Australia’s Securities and Investments (ASIC) Commissioner John Price delivered a speech in which he highlighted the financial regulator’s updated guidelines for ICO and cryptocurrencies, at a Fintech event in Sydney April 26:
“The development of innovative technologies like blockchain and ICOs has the potential to revolutionize how our society engages with financial products and services, but with revolution comes risk… Scams are corrosive when it comes to building any form of trust, and we all have a role to play in making sure they don’t happen.”
Price’s speech focused on protecting Australian consumers, highlighting that Australian corporate and consumer laws apply even if an ICO is created and operated from overseas.
Last year ASIC released an information sheet providing guidance for any entity considering an ICO, potentially bringing them under Australia’s 2001 Corporations Act, depending on the type of token being offered. ICOs can be considered “managed investment schemes,” shares or derivatives offerings, or “non-cash payment facilities,” and Price also emphasized yesterday their “basic obligation not to mislead or deceive through any offers or marketing.”

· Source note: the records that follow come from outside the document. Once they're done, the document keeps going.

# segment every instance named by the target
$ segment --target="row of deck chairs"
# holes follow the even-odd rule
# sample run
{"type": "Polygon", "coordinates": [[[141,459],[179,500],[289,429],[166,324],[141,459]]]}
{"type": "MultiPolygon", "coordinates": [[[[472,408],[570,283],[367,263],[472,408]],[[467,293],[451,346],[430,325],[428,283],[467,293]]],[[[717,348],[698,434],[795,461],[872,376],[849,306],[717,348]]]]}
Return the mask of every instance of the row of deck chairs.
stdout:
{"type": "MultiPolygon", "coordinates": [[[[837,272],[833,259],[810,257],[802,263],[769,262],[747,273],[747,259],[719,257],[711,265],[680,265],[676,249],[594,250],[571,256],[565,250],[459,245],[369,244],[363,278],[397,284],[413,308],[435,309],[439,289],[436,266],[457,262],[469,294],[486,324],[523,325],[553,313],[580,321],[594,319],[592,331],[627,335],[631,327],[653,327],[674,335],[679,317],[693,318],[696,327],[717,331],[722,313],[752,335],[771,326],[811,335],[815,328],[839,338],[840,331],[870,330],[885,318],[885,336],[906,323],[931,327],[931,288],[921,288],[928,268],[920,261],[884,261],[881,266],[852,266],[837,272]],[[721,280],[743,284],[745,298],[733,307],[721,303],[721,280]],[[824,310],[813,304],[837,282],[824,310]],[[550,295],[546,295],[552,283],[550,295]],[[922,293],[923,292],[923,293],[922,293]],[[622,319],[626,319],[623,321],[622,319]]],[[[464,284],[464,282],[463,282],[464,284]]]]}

Price said that it was in the crypto industry’s “interests to build a more mature sector that can sustain longer term public confidence,” adding that ASIC is currently collaborating with other domestic and international regulators to clarify a framework for cryptocurrencies “across taxation, 反洗钱, payment systems and financial services.”
ASIC, as per Price, maintains an “open mind when it comes to new technologies and ‘early-days’ business models,” deeming that the “right regulatory environment” will allow fintech innovation to “flourish.”
Across Europe, 亚洲, and the US, there has been considerable regulatory momentum pertaining to the crypto sphere. ICOs are coming under particular scrutiny, as well as the need to leverage Anti-Money-Laundering (AML) measures and Know-Your-Customer (KYC) compliance across the industry. The uncertain impact of the advent of regulation is already having an effect on incoming capital, yet some investors believe regulatory clarity will prove positive in the long haul.